All of this dilution of Judaism and elimination of boundaries was anathema to traditional Jews. They were not about to let Judaism be remade into a patchwork without integrity or coherence. When the minimalists and Hellenizers called upon the Syrians for still more help, assimilation became a matter of coercion. It is at this point that the Hasmonean family joined with the traditionalists to resist both the domestic and foreign enemy. At issue in this momentous struggle, were the limits of assimilation, a reading of Hanukkah that could not be more relevant to the American–Jewish scene.
Jewish identity is also at issue in the conduct of Joseph in Egypt, the subject of our parashah. Some thirteen years after being sold by his brothers into slavery, he rises to the pinnacle of power as Pharaoh's vizier. But, the triumph is not a achieved at the expense of his soul. Joseph never denies that he is a Hebrew, and not an Egyptian. He is aware that his unerring ability to interpret the predictive content of dreams comes from the God of his ancestors and that he has a role to play in the rescue of his family. After satisfying himself that his brothers are contrite and transformed, he is uninhibited about revealing his identity, bringing them to Egypt, presenting them to Pharaoh, and settling them on the choicest land in the country.

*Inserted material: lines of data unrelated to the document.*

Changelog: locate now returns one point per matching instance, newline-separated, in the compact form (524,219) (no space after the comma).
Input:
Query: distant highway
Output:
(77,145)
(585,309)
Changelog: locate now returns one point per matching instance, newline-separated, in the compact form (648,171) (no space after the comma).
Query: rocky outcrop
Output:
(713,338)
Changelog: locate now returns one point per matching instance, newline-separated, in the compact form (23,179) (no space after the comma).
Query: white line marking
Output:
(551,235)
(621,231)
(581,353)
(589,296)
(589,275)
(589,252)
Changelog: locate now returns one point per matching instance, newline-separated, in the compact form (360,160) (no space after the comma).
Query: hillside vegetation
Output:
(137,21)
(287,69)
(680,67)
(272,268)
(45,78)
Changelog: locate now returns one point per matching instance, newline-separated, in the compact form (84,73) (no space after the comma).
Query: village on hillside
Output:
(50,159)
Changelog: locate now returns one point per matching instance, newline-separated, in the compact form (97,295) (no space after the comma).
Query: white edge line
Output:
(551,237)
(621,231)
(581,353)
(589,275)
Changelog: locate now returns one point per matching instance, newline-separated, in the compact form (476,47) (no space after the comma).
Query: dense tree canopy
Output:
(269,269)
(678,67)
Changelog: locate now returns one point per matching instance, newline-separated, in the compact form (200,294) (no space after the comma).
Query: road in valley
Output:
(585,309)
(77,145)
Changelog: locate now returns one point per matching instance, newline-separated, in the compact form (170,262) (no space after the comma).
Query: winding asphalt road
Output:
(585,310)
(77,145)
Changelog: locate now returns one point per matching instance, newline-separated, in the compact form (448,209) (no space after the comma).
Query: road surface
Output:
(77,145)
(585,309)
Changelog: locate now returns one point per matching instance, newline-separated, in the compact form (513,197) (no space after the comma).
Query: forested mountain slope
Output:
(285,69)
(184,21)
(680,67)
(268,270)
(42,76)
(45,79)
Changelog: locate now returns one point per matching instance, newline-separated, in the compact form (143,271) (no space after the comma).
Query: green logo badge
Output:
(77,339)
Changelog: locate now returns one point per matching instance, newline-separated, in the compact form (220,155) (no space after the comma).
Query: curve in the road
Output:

Joseph in essence is the first court Jew or shtadlan, a man informed and directed by a deep sense of responsibility for his people. He understands the culture and society of Egypt without being overwhelmed by either. He affirms his right to be different and gives voice to his pride of origin. In so doing, he is not only the prototype of a political figure vital ever since to Jewish survival in the Diaspora, but also the model of a self–respecting Jew who knows the difference between a quilt and whole cloth.
In the long run, Jewish survival is not a matter of military might or political sagacity, important as they both are, but an inner resolve that springs from faith. And it is to drive home that fundamental lesson of Jewish history, that the Rabbis chose to read the words of the prophet Zechariah on the First Shabbat of Hanukkah: "This is the word of the Lord to Zerubbabel (the leader of the puny band of exiles who returned in 537 BCE from Babylon to found what would become the Second Jewish Commonwealth): Not by might, nor by power, but by My Spirit – said the Lord of Hosts (Zech. 4:6)."